Philippe Deruelle, secrétaire général du CNGOF : « Si vous prenez une femme qui mesure 1m66, qui fait environ 60 kilos, cela représente 10 % de son poids. »

 

Perdre du poids rapidement

Garder ces kilos en trop est problématique pour la mère, mais surtout pour le fœtus. Les complications répertoriées dans l’étude font état d’anomalies congénitales, d’asphyxies à la naissance, d’infections et de morts subites du nourrisson.

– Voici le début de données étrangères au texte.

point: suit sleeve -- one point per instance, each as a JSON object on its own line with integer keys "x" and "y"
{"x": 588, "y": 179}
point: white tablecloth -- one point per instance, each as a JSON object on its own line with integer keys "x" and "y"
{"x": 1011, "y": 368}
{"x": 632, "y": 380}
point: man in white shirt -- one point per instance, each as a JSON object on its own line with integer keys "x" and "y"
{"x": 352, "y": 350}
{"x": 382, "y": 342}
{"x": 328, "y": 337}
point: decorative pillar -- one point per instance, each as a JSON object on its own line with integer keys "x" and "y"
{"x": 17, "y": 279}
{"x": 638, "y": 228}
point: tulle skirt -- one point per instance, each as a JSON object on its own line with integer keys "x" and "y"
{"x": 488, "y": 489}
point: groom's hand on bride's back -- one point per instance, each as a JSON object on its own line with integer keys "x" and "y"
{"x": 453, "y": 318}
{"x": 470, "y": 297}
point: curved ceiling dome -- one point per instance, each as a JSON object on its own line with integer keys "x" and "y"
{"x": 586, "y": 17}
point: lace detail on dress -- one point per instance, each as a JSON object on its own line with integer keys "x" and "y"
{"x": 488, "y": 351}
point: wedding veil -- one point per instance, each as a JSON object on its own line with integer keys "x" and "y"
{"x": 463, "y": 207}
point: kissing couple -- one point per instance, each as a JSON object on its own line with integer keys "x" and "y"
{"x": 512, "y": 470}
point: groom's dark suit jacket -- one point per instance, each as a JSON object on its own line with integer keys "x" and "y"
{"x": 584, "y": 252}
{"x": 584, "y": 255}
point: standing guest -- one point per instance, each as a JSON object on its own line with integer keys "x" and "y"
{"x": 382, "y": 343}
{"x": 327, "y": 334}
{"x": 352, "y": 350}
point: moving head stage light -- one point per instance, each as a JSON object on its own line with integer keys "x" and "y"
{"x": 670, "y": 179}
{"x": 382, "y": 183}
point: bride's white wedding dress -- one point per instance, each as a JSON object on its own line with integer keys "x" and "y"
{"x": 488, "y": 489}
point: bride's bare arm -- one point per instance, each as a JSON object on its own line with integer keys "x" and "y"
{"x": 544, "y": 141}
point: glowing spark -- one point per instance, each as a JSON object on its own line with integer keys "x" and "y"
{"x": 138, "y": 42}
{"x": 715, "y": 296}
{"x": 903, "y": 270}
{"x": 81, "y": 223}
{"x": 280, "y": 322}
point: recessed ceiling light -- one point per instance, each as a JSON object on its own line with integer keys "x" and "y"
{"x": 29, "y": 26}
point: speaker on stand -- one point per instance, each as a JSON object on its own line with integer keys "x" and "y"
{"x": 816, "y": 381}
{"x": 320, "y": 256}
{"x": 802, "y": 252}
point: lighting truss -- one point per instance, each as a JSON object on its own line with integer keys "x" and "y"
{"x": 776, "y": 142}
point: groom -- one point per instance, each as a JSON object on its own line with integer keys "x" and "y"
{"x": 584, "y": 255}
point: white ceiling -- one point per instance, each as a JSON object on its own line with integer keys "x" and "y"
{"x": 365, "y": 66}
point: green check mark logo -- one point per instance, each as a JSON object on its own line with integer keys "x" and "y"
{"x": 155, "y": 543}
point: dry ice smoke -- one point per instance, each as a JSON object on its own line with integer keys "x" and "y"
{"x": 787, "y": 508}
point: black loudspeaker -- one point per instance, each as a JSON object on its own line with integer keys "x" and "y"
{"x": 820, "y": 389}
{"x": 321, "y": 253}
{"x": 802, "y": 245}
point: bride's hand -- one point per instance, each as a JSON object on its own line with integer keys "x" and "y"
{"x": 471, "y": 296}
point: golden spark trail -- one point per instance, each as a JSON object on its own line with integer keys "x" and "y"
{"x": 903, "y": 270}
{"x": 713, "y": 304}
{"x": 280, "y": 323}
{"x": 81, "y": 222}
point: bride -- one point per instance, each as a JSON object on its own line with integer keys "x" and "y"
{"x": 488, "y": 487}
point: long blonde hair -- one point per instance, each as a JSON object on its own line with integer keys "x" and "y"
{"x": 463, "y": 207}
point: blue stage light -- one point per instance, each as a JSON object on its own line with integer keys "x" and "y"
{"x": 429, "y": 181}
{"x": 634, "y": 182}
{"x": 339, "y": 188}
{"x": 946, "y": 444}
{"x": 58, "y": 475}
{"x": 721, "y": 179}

Cette accumulation de graisse favorise l’inflammation et le stress oxydatif, avec un impact négatif sur le placenta. « Une prise de poids rapide, sur quelques années, se fait forcément sur de la graisse, explique Philippe Deruelle. Elle va produire des substances néfastes pour le bébé et le placenta, ce qui augmente le risque de complications. »

Pour éviter ces incidents, une seule solution : encourager la perte de poids dès l’accouchement. Cette technique est efficace. En effet, les femmes en surpoids qui se sont amincies au cours du suivi ont vu le risque de mortinatalité réduit de 50 %. « Il faut encourager une perte de poids rapide, dès la naissance du bébé, confirme Philippe Deruelle. Si une patiente n’a pas perdu ses kilos de grossesse, il faut l’aider à perdre ce poids pour la grossesse suivante, ce qui va réduire les risques. »

Ecoutez...
Philippe Deruelle : « Il faut essayer d’accompagner les femmes sur une perte de poids modérée sans les juger, en faisant preuve d’empathie. »


L’allaitement peut être une aide à la perte de poids. Les femmes qui donnent le sein ont tendance à retrouver leur poids d’origine plus facilement que les autres.